I’ve cracked the code on the difference between religious and spiritual. Tonight, as I lead my interfaith group into a discussion of the Yamas and Niyamas., a good friend, while referring to a quote in the book ‘The Yamas & Niyamas’ by Deborah Adele on page 173: “The way to have a good day is to open up the door and LET GOD IN!” referring to surrender, she asked, where does the tension rise from, where does it enter when it enters religion? Where it suddenly become ego over love? And my response was ‘expectation and judgment’. For myself that is what has turned me away from religion, from organizations that push a rule book and then frown upon you if you’re not following the rule book. Organizations where questions are sort of ok, as long as they stay in the scope of what they’re changing. However, it is encouraged to find the answers within the books published among said religion.

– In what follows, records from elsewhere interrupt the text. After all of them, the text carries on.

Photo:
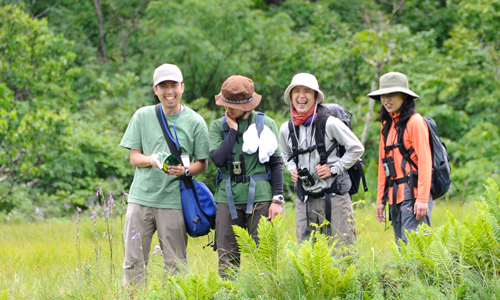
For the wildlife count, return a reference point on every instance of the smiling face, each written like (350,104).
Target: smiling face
(170,94)
(393,102)
(303,98)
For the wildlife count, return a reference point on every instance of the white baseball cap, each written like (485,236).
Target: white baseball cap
(167,72)
(307,80)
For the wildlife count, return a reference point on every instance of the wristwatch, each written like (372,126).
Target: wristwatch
(279,199)
(334,170)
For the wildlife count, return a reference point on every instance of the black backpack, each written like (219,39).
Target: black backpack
(356,173)
(441,180)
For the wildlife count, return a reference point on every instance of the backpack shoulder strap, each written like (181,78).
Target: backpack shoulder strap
(225,128)
(166,133)
(295,143)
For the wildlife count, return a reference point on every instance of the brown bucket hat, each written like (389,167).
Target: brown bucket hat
(238,92)
(392,82)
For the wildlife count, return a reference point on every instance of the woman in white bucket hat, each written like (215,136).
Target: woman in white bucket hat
(410,202)
(315,177)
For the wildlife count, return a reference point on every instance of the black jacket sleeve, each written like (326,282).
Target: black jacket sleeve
(276,165)
(220,155)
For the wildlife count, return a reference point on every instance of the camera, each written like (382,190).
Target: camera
(388,163)
(306,177)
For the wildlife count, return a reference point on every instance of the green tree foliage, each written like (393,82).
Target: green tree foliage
(211,40)
(448,49)
(36,77)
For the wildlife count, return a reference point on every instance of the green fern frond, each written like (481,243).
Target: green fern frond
(443,260)
(180,287)
(349,281)
(271,242)
(197,288)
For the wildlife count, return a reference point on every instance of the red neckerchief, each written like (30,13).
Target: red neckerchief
(301,118)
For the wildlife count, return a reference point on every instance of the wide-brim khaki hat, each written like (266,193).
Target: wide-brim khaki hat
(238,92)
(390,83)
(304,79)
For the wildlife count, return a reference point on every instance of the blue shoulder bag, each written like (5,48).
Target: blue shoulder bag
(198,204)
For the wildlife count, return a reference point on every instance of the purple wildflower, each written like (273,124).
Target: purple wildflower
(157,248)
(99,191)
(111,201)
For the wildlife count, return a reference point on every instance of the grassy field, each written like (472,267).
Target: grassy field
(41,260)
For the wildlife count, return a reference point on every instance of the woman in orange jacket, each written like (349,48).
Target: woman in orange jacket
(405,161)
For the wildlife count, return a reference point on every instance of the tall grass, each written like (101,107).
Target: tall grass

Instead, I am about philosophy, the exchange of ideas, the questions without judgments, and those without direct answers in a book but maybe by growing your faith through experiences. That is what spirituality is. Believing in an unknown beyond you and having faith that it has your complete back but being able to doubt and question and go by your feelings and not necessarily judge those feelings. To look for the answers, that lies in you, by searching for things bigger than you out of you. Things that are not easily explained; flowers, animals, the sky, day into evening and evening into the day, the world turning, rain and snow, leaves turning color, a million and one species of animals and bugs, flowers, so many flowers, and plants and grassland and on and on and on. Feelings and emotions and whatever feelings you’re having, to explore them. To sit with them. To feel them. That although they feel so much bigger than you, there’s an answer in them.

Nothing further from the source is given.